Somewhat related: Super will pass along an implicit
block. To disable this do:

super(a, b, &nil)

Gary Wright



Chiyuan Zhang

12/18/2007 6:20:00 AM

0

Hmm... what i'm looking for is just like super. As all you mentioned
above, maybe there's no such feature yet. :)
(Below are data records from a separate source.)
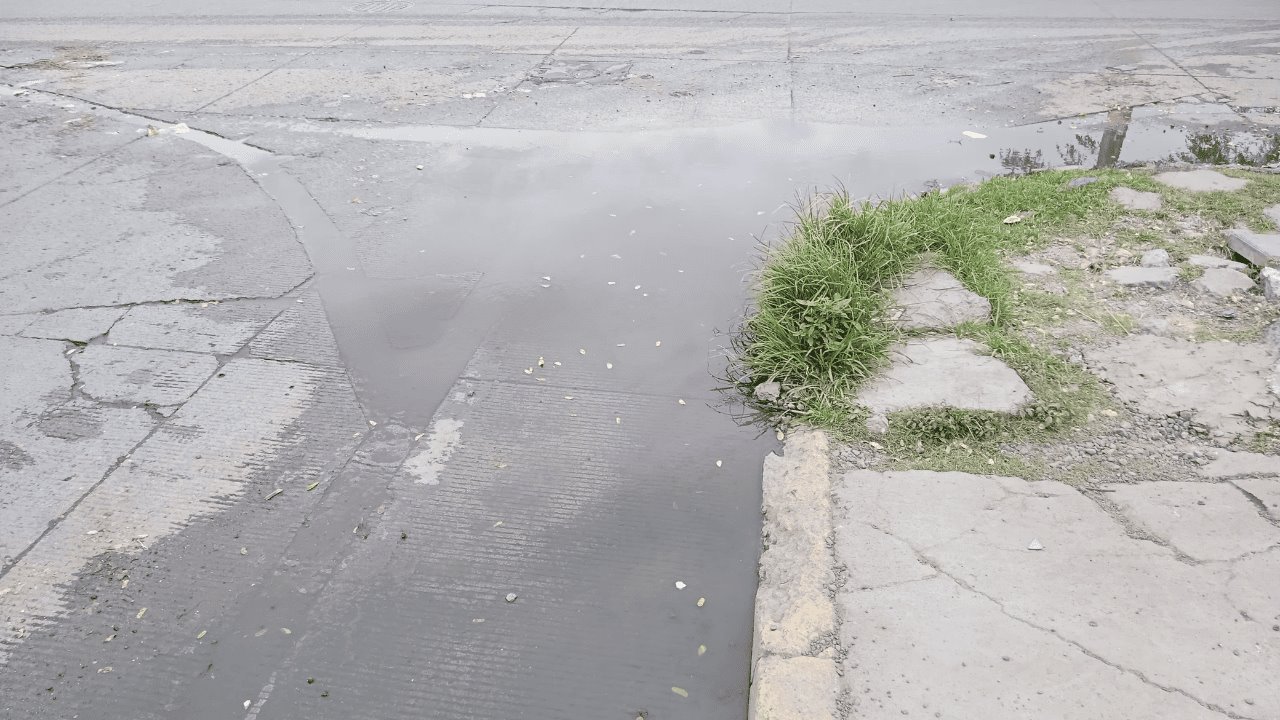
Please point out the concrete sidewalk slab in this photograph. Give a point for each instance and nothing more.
(1100, 621)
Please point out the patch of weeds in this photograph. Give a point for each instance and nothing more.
(819, 328)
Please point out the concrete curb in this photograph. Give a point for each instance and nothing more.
(794, 666)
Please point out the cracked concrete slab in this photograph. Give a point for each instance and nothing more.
(77, 324)
(1164, 377)
(1203, 520)
(932, 299)
(1002, 624)
(220, 328)
(146, 377)
(945, 372)
(1201, 181)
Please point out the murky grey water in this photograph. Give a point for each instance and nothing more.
(588, 483)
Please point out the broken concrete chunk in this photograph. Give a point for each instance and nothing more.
(768, 392)
(1166, 377)
(1137, 200)
(1156, 258)
(1260, 249)
(1034, 268)
(77, 324)
(1201, 181)
(1274, 214)
(1215, 261)
(1143, 277)
(1223, 282)
(932, 299)
(1270, 278)
(945, 372)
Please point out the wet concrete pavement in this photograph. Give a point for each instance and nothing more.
(592, 188)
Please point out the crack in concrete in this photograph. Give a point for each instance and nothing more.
(1133, 529)
(1078, 646)
(1257, 504)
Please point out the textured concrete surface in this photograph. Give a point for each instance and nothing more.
(794, 668)
(1223, 282)
(947, 609)
(369, 267)
(1143, 277)
(1260, 249)
(932, 299)
(945, 372)
(1137, 199)
(1165, 377)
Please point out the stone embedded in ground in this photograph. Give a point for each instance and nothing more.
(1270, 279)
(1203, 520)
(1034, 268)
(932, 299)
(1221, 384)
(1223, 282)
(1229, 464)
(1260, 249)
(1136, 199)
(945, 372)
(1201, 181)
(1271, 336)
(1156, 258)
(77, 324)
(1215, 261)
(768, 392)
(1274, 214)
(1143, 277)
2007/12/18, Gary Wright <gwtmp01@mac.com>:
>
> On Dec 17, 2007, at 3:11 AM, Chiyuan Zhang wrote:
> > def bar
> > foo { yield }
> > end
> >
> > but that create another block, not the original one.
>
> This is the only technique I'm aware of. I it
> is still faster than explicitly reifying the outer block
> before calling foo.
>
> Somewhat related: Super will pass along an implicit
> block. To disable this do:
>
> super(a, b, &nil)
>
> Gary Wright
>
>
>
>

MonkeeSage

12/21/2007 12:38:00 PM

0

On Dec 17, 7:49 pm, MonkeeSage <MonkeeS...@gmail.com> wrote:
> Hmmm...another thing...passing prc to #explicit_blk as an lval rather
> than invoking block_pass shaves another second off the time...
>
> def explicit_blk(blk)
> blk.call("baz")
> end
> n = 1_000_000
> prc = lambda { | y | y }
> Benchmark.bm(10) { | x |
> x.report("explicit") { n.times { explicit_blk(prc) } }
>
> }
>
> # =>
> user system total real
> explicit 5.030000 0.520000 5.550000 ( 5.774020)
>
> ...so I'm curious about two matters:
>
> 1.) Why does creating a Proc explicitly and passing it as a block_arg
> rather than using a literal block (see previous post) speed up the
> #explicit_blk benchmark 2 times, but doesn't have very much effect the
> #implicit_blk benchmark?
>
> 2.) Why is it less expensive to pass a Proc as an lval rather than as
> a block_arg?
>
> Anybody know?
>
> Regards,
> Jordan

Bump

Robert Dober

12/21/2007 4:40:00 PM

0

On Dec 17, 2007 9:11 AM, Chiyuan Zhang <pluskid@gmail.com> wrote:
<snip>
> def bar
> foo { yield }
> end

def bar
foo &Proc.new
end

HTH
Robert
--

http://ruby-smalltalk.blo...

---
All truth passes through three stages. First, it is ridiculed. Second,
it is violently opposed. Third, it is accepted as being self-evident.
Schopenhauer (attr.)

MonkeeSage

12/24/2007 10:48:00 PM

0

On Dec 21, 6:38 am, MonkeeSage <MonkeeS...@gmail.com> wrote:
> On Dec 17, 7:49 pm, MonkeeSage <MonkeeS...@gmail.com> wrote:
>
>
>
> > Hmmm...another thing...passing prc to #explicit_blk as an lval rather
> > than invoking block_pass shaves another second off the time...
>
> > def explicit_blk(blk)
> > blk.call("baz")
> > end
> > n = 1_000_000
> > prc = lambda { | y | y }
> > Benchmark.bm(10) { | x |
> > x.report("explicit") { n.times { explicit_blk(prc) } }
>
> > }
>
> > # =>
> > user system total real
> > explicit 5.030000 0.520000 5.550000 ( 5.774020)
>
> > ...so I'm curious about two matters:
>
> > 1.) Why does creating a Proc explicitly and passing it as a block_arg
> > rather than using a literal block (see previous post) speed up the
> > #explicit_blk benchmark 2 times, but doesn't have very much effect the
> > #implicit_blk benchmark?
>
> > 2.) Why is it less expensive to pass a Proc as an lval rather than as
> > a block_arg?
>
> > Anybody know?
>
> > Regards,
> > Jordan
>
> Bump

Bump...anyone have any idea about the two questions I asked?